I have successfully transitioned the Fraud Model Explainability Assistant to a structured Workflow Pattern. This change improves determinism, auditability, and reliability by forcing explicit steps for Intent Analysis, Tool Execution, and Response Generation.

Changes

1. New Workflow Engine (workflow.py)

I created a new FraudExplainabilityWorkflow class that orchestrates the conversation:

  • State Management: Uses a WorkflowState TypedDict to track input, intent, tool calls, and results.
  • Intent Analysis: Explicitly plans which tools to call using an LLM router.
  • Tool Execution: Systematically executes tools and catches errors per tool.
  • Async Wrapper: Implemented specific async/await methods for all workflow steps to ensure compatibility with uvicorn and uvloop, replacing the initial synchronous design.

2. Application Integration (app.py)

  • Replaced the legacy Agent loop with the new FraudExplainabilityWorkflow.
  • Added robust dependency handling for confluence-ingestor to allow the app to run in lighter environments.

3. Verification Script (test_workflow.py)

  • Created a standalone test script to verify the workflow without needing the full web server.

Verification Results

Test Case: "Why was application APP-78432 flagged as high risk?"

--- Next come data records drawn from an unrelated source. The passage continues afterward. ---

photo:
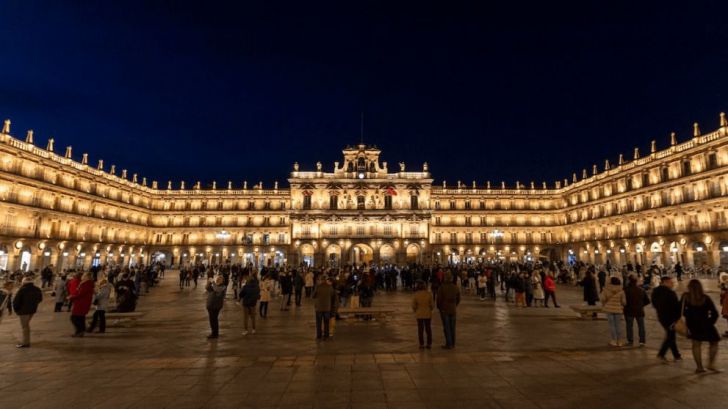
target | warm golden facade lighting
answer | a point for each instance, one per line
(671, 205)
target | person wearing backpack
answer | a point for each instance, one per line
(249, 296)
(25, 305)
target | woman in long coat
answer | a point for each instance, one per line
(700, 316)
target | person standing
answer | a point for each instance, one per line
(81, 301)
(286, 290)
(667, 306)
(215, 300)
(422, 305)
(635, 299)
(25, 305)
(298, 284)
(612, 301)
(101, 300)
(325, 302)
(249, 295)
(700, 317)
(549, 288)
(6, 299)
(60, 292)
(266, 286)
(309, 283)
(448, 298)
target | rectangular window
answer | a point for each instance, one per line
(687, 170)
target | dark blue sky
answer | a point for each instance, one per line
(239, 90)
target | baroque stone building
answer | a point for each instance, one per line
(665, 206)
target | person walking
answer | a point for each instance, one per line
(324, 302)
(538, 293)
(309, 283)
(635, 299)
(60, 292)
(549, 288)
(612, 299)
(215, 300)
(101, 301)
(700, 316)
(266, 287)
(81, 302)
(25, 305)
(6, 299)
(665, 302)
(249, 295)
(448, 298)
(298, 284)
(422, 305)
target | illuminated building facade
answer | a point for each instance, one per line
(665, 206)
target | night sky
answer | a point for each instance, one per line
(218, 91)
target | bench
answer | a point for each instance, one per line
(587, 311)
(360, 311)
(114, 318)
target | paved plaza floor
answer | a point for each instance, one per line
(506, 357)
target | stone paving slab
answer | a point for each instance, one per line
(506, 357)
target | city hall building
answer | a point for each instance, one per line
(662, 206)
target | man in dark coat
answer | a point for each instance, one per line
(667, 305)
(25, 304)
(634, 309)
(324, 303)
(448, 298)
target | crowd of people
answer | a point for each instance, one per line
(622, 294)
(101, 288)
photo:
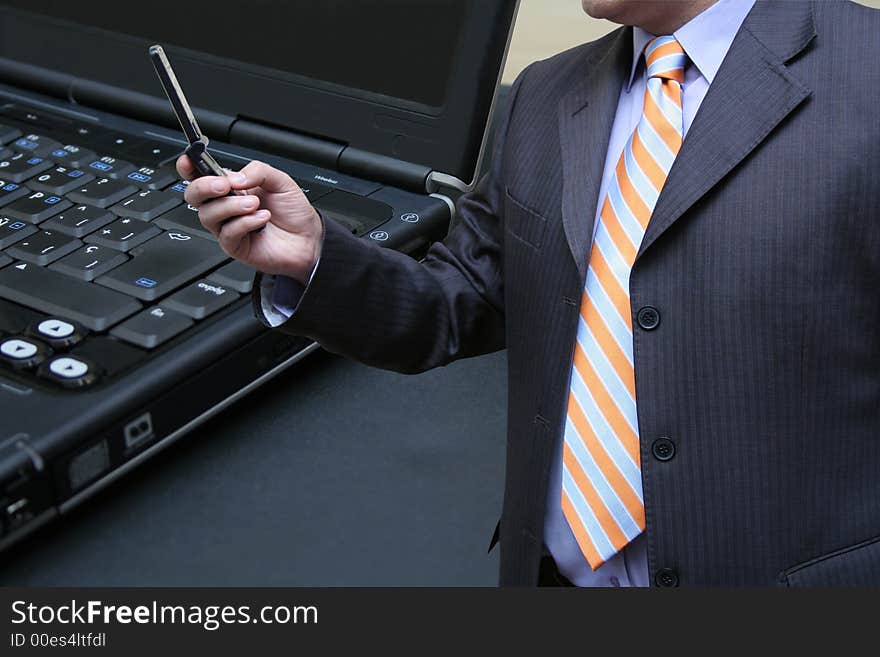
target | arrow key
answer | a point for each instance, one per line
(20, 353)
(89, 262)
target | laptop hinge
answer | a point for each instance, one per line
(144, 107)
(330, 155)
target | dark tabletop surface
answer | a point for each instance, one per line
(332, 474)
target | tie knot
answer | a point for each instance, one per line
(665, 58)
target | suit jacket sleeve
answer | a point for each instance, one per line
(383, 308)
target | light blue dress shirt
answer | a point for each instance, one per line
(706, 39)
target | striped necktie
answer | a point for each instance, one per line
(601, 477)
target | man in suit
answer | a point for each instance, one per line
(678, 243)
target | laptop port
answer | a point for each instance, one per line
(138, 431)
(18, 513)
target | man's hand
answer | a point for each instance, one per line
(290, 241)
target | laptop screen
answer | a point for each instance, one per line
(389, 44)
(412, 80)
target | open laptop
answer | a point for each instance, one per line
(122, 323)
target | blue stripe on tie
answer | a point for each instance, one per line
(656, 43)
(671, 62)
(605, 434)
(625, 216)
(608, 312)
(668, 109)
(602, 366)
(658, 149)
(642, 184)
(603, 488)
(618, 266)
(588, 518)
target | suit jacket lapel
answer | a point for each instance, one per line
(586, 115)
(751, 94)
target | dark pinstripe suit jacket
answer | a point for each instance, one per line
(762, 258)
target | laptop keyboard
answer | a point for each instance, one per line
(101, 260)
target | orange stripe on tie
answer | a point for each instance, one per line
(615, 479)
(619, 297)
(630, 196)
(648, 164)
(607, 407)
(670, 136)
(618, 235)
(600, 510)
(583, 538)
(608, 344)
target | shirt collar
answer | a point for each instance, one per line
(706, 38)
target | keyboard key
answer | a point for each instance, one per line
(72, 156)
(36, 208)
(14, 230)
(58, 333)
(8, 133)
(21, 353)
(236, 275)
(152, 178)
(185, 218)
(9, 191)
(163, 264)
(69, 371)
(146, 205)
(152, 327)
(89, 262)
(43, 247)
(178, 188)
(93, 306)
(21, 166)
(123, 234)
(152, 152)
(102, 192)
(200, 299)
(60, 180)
(110, 167)
(79, 220)
(35, 145)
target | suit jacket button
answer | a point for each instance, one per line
(648, 318)
(663, 449)
(666, 577)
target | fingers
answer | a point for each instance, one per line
(233, 234)
(214, 213)
(185, 169)
(260, 174)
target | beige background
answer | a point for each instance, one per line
(546, 27)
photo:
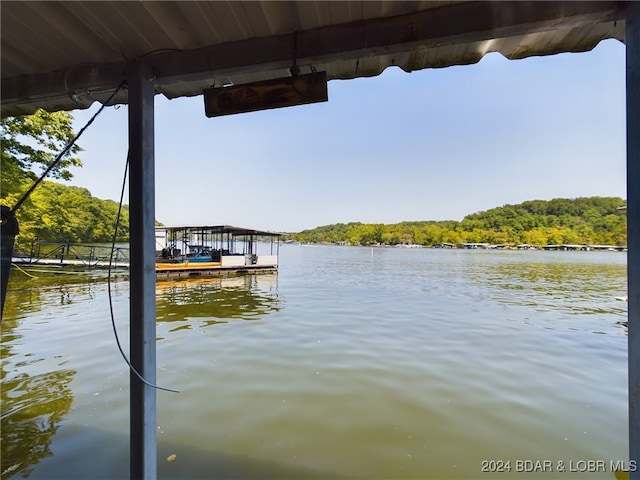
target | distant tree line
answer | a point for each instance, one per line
(583, 221)
(53, 212)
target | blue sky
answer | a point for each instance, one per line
(434, 144)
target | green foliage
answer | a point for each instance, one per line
(584, 221)
(60, 213)
(32, 142)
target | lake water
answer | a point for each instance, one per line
(349, 363)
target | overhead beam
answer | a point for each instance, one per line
(79, 86)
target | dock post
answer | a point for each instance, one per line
(633, 227)
(142, 275)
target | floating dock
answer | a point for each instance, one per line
(182, 251)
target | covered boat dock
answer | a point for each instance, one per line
(68, 55)
(214, 250)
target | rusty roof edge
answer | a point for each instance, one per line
(79, 86)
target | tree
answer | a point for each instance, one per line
(32, 142)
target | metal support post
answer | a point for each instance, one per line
(142, 275)
(633, 227)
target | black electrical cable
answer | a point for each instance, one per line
(67, 148)
(113, 322)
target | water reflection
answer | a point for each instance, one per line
(571, 288)
(33, 406)
(216, 300)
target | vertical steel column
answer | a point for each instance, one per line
(633, 226)
(142, 275)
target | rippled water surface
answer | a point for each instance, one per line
(349, 363)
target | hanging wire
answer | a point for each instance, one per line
(64, 151)
(113, 322)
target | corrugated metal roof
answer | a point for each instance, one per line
(66, 55)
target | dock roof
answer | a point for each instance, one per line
(65, 55)
(217, 229)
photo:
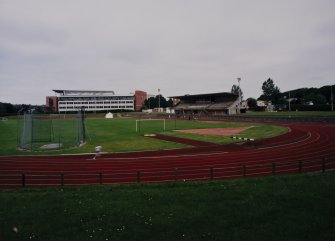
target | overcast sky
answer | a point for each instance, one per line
(177, 46)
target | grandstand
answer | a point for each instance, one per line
(207, 104)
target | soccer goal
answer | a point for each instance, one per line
(154, 125)
(44, 132)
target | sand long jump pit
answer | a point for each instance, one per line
(217, 131)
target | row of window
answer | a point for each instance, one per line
(101, 98)
(94, 103)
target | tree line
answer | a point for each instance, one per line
(303, 98)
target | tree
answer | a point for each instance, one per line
(270, 91)
(235, 89)
(157, 101)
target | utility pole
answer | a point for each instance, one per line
(331, 97)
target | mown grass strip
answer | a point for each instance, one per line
(297, 207)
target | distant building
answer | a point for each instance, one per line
(207, 104)
(140, 97)
(51, 103)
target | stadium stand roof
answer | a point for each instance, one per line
(84, 92)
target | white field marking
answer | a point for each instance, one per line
(159, 157)
(271, 147)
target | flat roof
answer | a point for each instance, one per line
(85, 92)
(198, 96)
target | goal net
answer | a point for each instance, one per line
(154, 125)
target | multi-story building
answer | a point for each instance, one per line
(92, 100)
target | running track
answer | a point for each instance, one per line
(305, 148)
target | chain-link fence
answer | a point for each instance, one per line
(38, 132)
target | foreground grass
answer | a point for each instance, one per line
(119, 135)
(272, 208)
(294, 113)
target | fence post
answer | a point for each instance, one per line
(100, 178)
(323, 165)
(62, 179)
(138, 179)
(300, 166)
(212, 173)
(23, 180)
(273, 168)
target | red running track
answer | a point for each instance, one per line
(305, 148)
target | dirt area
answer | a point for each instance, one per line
(216, 131)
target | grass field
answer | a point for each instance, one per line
(119, 135)
(294, 113)
(297, 207)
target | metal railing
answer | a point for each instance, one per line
(167, 175)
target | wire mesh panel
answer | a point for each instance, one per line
(38, 132)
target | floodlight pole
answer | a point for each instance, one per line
(331, 97)
(159, 101)
(289, 100)
(239, 95)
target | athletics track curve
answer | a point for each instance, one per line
(305, 148)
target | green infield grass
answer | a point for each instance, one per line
(298, 207)
(127, 134)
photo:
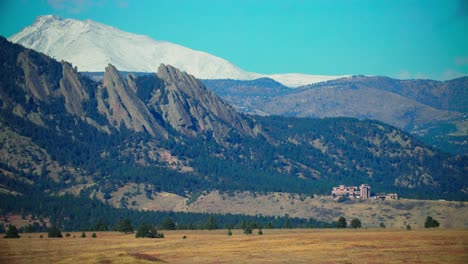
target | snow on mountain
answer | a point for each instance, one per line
(91, 46)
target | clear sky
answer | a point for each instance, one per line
(402, 39)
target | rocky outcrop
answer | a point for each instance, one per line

The workflow successfully:

  1. Analyzed Intent: Determined it needed to fetch application summary, fraud score explanation, population comparison, and risk indicators.
  2. Executed Tools:
    • get_application_summary
    • explain_fraud_score
    • compare_to_population
    • check_fair_lending_flags
    • get_identity_network
  3. Generated Response: Synthesized all data into a comprehensive explanation.

Log Output:

INFO | workflow | Intent: Analyze why application APP-78432 was flagged..., Tools: 5
INFO | workflow | Executing get_application_summary with {'application_id': 'APP-78432'}
INFO | workflow | Executing explain_fraud_score with {'application_id': 'APP-78432'}
...
INFO | app | Query completed successfully

Architecture Comparison

Feature Old Agent New Workflow
Control Flow Implicit (LLM decides loop) Explicit (Code defines steps)
Auditability Hard (Mixed logs) Easy (Structured State logs)
Robustness error-prone tool loops Per-step error handling
Dependencies Loose Managed & Robust

Next Steps

  • The app.py is now ready for deployment with the new architecture.
  • You can extend the WorkflowState to include user feedback or "Human-in-the-loop" approval steps easily in the future.